Saat ini, lanjut Arbani, 1 anggota keluarga yang reaktif covid-19 tersebut sudah disarankan untuk melakukan isolasi mandiri sembari menunggu dilakukannya test swab. 

”Satu orang yang reaktif tadi sudah diarahkan untuk menjalani isolasi mandiri secara personal, sedangkan anggota keluarga yang lain membantunya agar tidak keluar kamar selama 14 hari,” ucap Arbani. 

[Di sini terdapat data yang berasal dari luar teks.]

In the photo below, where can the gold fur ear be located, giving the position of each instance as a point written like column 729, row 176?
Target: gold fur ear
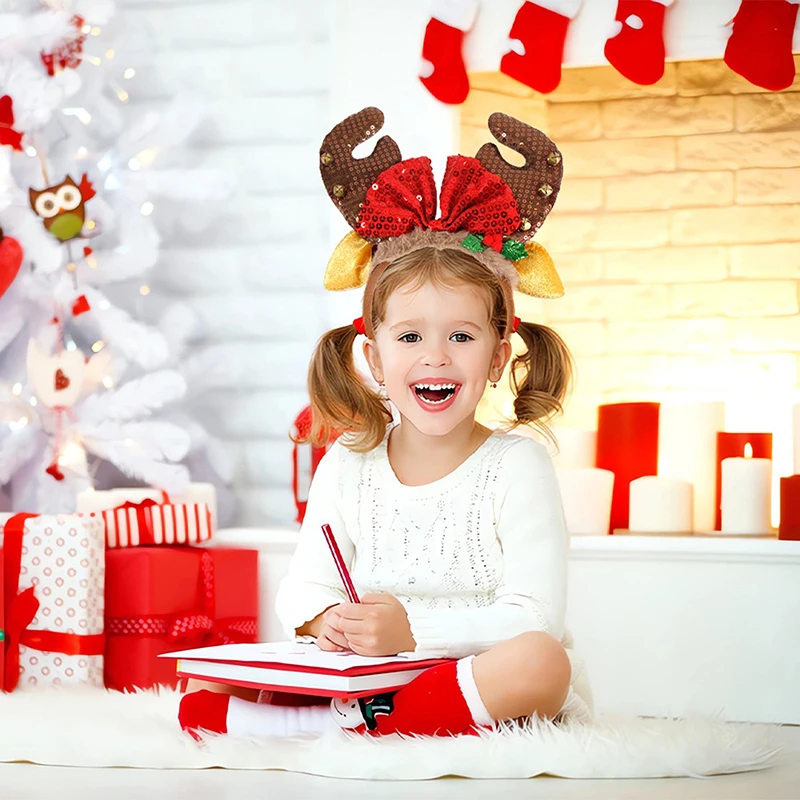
column 348, row 266
column 537, row 273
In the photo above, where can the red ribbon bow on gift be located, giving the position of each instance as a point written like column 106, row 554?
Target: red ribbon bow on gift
column 473, row 199
column 21, row 610
column 144, row 516
column 196, row 629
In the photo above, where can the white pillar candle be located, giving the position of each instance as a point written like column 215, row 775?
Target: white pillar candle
column 586, row 495
column 746, row 493
column 687, row 446
column 661, row 504
column 796, row 437
column 577, row 447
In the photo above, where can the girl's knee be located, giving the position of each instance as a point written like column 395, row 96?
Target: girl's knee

Guna meminimalisir adanya penambahan jumlah kasus positif covid-19, Arbani mengaku jika pihaknya sudah berkoordinasi dengan pihak rumah sakit dan dokter penanggung jawab yang merawat pasien covid-19.  

Baca Juga : Terus Meningkat, Sehari Kota Malang Catat 12 Tambahan Pasien Positif Covid-19

Di mana, dalam koordinasinya, Arbani menginstruksikan apabila ada pasien positif yang sudah tidak dirawat di rumah sakit, untuk diarahkan agar menjalani isolasi di Rusunawa ASN. 

”Apabila ada pasien konfirm positif yang mau keluar rumah sakit, saya minta untuk segera koordinasi dengan Dinkes atau puskesmas langsung. Apabila statusnya belum negatif (covid-19), yang bersangkutan sebaiknya diberi edukasi untuk dikirim ke rusunawa guna menjalani perawatan,” tutup Arbani. 

Perlu diketahui, merujuk pada data yang dihimpun Dinkes Kabupaten Malang, dari 117 kasus positif sebanyak 43 di antaranya dinyatakan sembuh. Kemudian pasien positif covid-19 yang dinyatakan meninggal dunia ada 18 pasien.